There it was: the black cat. Whenever it crossed Lidia’s path, something adverse would happen. She was not sure if she was overly superstitious, paranoid, or just acutely perceptive. She was jealous of her life before childbirth; as a travel photographer, she experienced the world in ways that many people would never in their lifetime. She missed the colourful and populated streets of Calcutta, the bright and vivid nightlife of Buenos Aires. There, she had not an inkling in her mind that she had any other parasitic responsibility.

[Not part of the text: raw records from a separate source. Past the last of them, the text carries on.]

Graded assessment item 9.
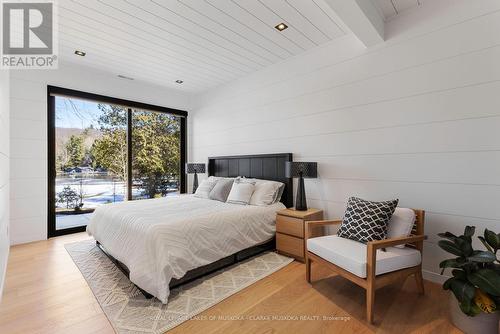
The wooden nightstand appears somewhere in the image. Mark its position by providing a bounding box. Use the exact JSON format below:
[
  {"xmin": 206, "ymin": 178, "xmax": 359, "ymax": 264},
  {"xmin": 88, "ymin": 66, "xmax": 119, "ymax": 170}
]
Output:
[{"xmin": 276, "ymin": 209, "xmax": 323, "ymax": 262}]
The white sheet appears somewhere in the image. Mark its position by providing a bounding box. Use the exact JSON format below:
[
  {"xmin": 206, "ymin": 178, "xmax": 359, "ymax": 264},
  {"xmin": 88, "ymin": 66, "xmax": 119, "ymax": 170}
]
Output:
[{"xmin": 87, "ymin": 195, "xmax": 285, "ymax": 303}]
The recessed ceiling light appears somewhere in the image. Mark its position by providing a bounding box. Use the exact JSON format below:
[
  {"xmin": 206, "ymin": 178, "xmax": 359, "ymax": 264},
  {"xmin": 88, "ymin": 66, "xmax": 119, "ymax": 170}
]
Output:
[
  {"xmin": 275, "ymin": 22, "xmax": 288, "ymax": 31},
  {"xmin": 118, "ymin": 74, "xmax": 134, "ymax": 80}
]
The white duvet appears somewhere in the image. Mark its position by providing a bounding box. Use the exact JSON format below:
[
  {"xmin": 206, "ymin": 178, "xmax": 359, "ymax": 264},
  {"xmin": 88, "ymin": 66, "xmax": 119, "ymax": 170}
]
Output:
[{"xmin": 87, "ymin": 195, "xmax": 285, "ymax": 303}]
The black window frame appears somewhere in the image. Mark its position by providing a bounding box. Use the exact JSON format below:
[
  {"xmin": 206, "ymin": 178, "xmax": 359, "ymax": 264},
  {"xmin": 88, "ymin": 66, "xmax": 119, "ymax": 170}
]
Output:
[{"xmin": 47, "ymin": 85, "xmax": 188, "ymax": 238}]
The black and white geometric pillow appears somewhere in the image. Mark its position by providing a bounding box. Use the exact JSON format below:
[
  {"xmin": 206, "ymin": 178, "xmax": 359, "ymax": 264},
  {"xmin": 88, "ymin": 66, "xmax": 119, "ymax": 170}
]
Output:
[{"xmin": 337, "ymin": 197, "xmax": 399, "ymax": 243}]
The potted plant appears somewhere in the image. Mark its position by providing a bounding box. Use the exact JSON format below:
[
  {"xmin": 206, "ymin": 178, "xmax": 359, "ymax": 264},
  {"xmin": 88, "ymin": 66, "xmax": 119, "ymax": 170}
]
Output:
[{"xmin": 438, "ymin": 226, "xmax": 500, "ymax": 334}]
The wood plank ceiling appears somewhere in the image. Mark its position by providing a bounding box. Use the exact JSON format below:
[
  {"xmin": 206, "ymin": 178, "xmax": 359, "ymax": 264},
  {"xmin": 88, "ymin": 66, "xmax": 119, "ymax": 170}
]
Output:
[{"xmin": 58, "ymin": 0, "xmax": 346, "ymax": 92}]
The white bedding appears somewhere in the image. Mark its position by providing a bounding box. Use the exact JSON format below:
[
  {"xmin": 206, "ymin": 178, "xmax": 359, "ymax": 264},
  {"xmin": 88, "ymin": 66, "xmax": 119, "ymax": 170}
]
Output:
[{"xmin": 87, "ymin": 195, "xmax": 285, "ymax": 303}]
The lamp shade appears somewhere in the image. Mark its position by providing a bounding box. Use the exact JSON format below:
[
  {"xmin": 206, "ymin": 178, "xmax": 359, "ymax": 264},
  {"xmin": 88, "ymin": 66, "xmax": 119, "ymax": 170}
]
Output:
[
  {"xmin": 285, "ymin": 161, "xmax": 318, "ymax": 179},
  {"xmin": 186, "ymin": 163, "xmax": 206, "ymax": 174}
]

At the house, as usual, Lori was nowhere to be seen. In the toilet, Lidia found three decapitated Barbie heads. Lidia’s scolding of Lori did nothing. Her daughter always unable to look her in the eyes, gawked at the side of Lidia’s face, smirking at her cruel and childish joke. There had always been some hazy embargo between the mother and daughter, like a foggy glass door. Lori was eleven and far too old to be doing these pranks. Lidia was resenting the thought of talking to Lori about the blood she found in the child’s underwear while doing laundry. She was not worried about how puberty would affect her daughter, but how it would affect Lidia’s own life. Lori was, and always had been, a messy child, and never had good hygiene. Lidia felt that Lori was much too old to begin listening to motherly advice about keeping herself clean. Her chaotic habits had already been, no doubt, crystallized during Freud’s growing stages of childhood development. She was too late to teach her about feminine cleanliness. There were many things that went unspoken with between the two. Lidia never spoke to Lori about the raw chicken breast in the fridge that her daughter had eaten. She figured that any food poisoning or illness would teach Lori to never do it again, but illness never followed, and the child continued to bite raw meat.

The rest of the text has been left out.